Beyond belief (and news)

He thinks ! He analyzes! He prays?

Or is it: He prays! He analyzes! He thinks?

Which is more newsworthy? Well, the answer very much depends on the lens journalists are using to cover the nomination of Dr. Francis Collins to head the National Institutes of Health. President Barack Obama's nomination of the renowned geneticist and public Christian hasn't flooded the news pages -- but it is making waves on the opinion pages and the blogosphere.

Let's take a look at a few news articles to see what journalists find noteworthy about Collins. Earlier this week Mollie referred to the brief article in the New York Times.

There's less than a paragraph here about Collin's "public embrace of religion" and a confused snippet about some people's concerns about his "evangelism." Reading this a second or third time, I'm wondering if the writer actually was trying to say that some people were worried that Collins (often described as an "evangelical" by the way) is too "evangelical" in his mission to explore connections between science and religion.

Nobody has suggested, to my knowledge that the geneticist has been either evangelizing his colleagues -- or going door to door in his neighborhood, Gospel in hand.

The lede from the Associated Press story notes the "common ground" theme but doesn't do anything with it.

President Barack Obama is choosing an influential scientist who helped unravel the human genetic code -- and is known for finding common ground between belief in God and science -- to head the National Institutes of Health.

Obama called Dr. Francis Collins "one of the top scientists in the world" in announcing his nomination Wednesday.

"His groundbreaking work has changed the very ways we consider our health and examine disease," Obama said.

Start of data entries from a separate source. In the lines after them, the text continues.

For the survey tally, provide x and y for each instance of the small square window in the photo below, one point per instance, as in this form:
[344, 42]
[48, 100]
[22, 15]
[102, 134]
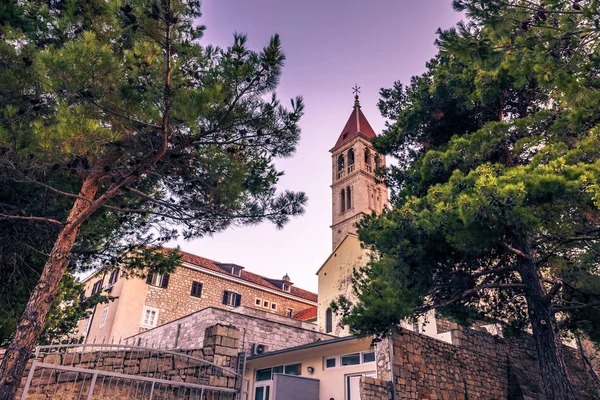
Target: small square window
[149, 317]
[330, 362]
[103, 317]
[278, 369]
[294, 369]
[351, 359]
[368, 357]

Since AP writer Lauran Neergaard only makes one more reference to the nominee's beliefs, the clause almost seems like an afterthought. If it's important enough to be in the headline, where's the rest of the story? A look at his Biologos Foundation website would give interested journalists a lot of information about Collins' scientific and theological ideas without having to read his book on the subject before writing the story.

Admittedly, this scientist doesn't fit traditional labels -- he's neither an anti-science creationist or an atheistic scientist. Collins doesn't believe in either creationism or intelligent design, plays the guitar, and campaigned for Obama last year. Would conservative evangelicals recognize Collins as one of their own? And no, it's not the hipster shades!

The NPR discussion last week with Steve Inskeep and Jon Hamilton on Morning Edition mentioned concerns among some scientists about whether there would be a conflict between his faith in God and devotion to science -- in large part, apparently, because Collins has been so public about his faith and some scientists don't see how science and faith can be reconciled to one another. That said, the reporter gave a very positive view of Collins.

Yet the reliance on unnamed scientists really doesn't help the criticisms from the these sources seem like more than snarking. And the reporters, as well intentioned as they are, have the air of anthropologists trying to figure out: what is that mutated animal is I glimpsed through the bush?

Could this be natural selection gone wild?

Some interesting reactions out in the blogosphere and on the opinion pages -- over at Rod Dreher's Crunch Con page at Beliefnet, writer Erin comments, with regard to the New York Times article, that: "the fact that Dr. Collins' profession of a faith that millions of Americans share raises concerns and objections to his appointment is, itself, a troubling sign of that possible future."

But Beliefnet boss Steven Waldman, writing for the Wall Street Journal, finds Collins' appointment a "significant" development in the culture wars:

Mr. Collins was mocked by Bill Maher in his movie Religulous, so perhaps Mr. Collins' appointment will generate suspicion among secularists. And because he's advocated "theistic evolution" -- the idea that God set in motion the laws of the universe, including natural selection -- there are some more fundamentalist Christians who may sniff at Mr. Collins.

But to me, Mr. Collins is not just a scientific leader, he's a Christian role model. He shows that being a believer doesn't mean checking your brain at the church door, that people of faith have just as much intellectual heft as seculars and, most important, how faith and science can happily co-exist.

I don't think I'm going too far out on a limb to say that it's highly likely the respected geneticist will be confirmed. Whether his faith will be a subject of controversy, or troubling to those anonymous sources as head of the NIH remains to be seen. If there are critics, let's hope that this time readers actually get attributed quotes, but also a fuller explanation of what, exactly, troubles these scientists.

Could it be simply the fact of his faith?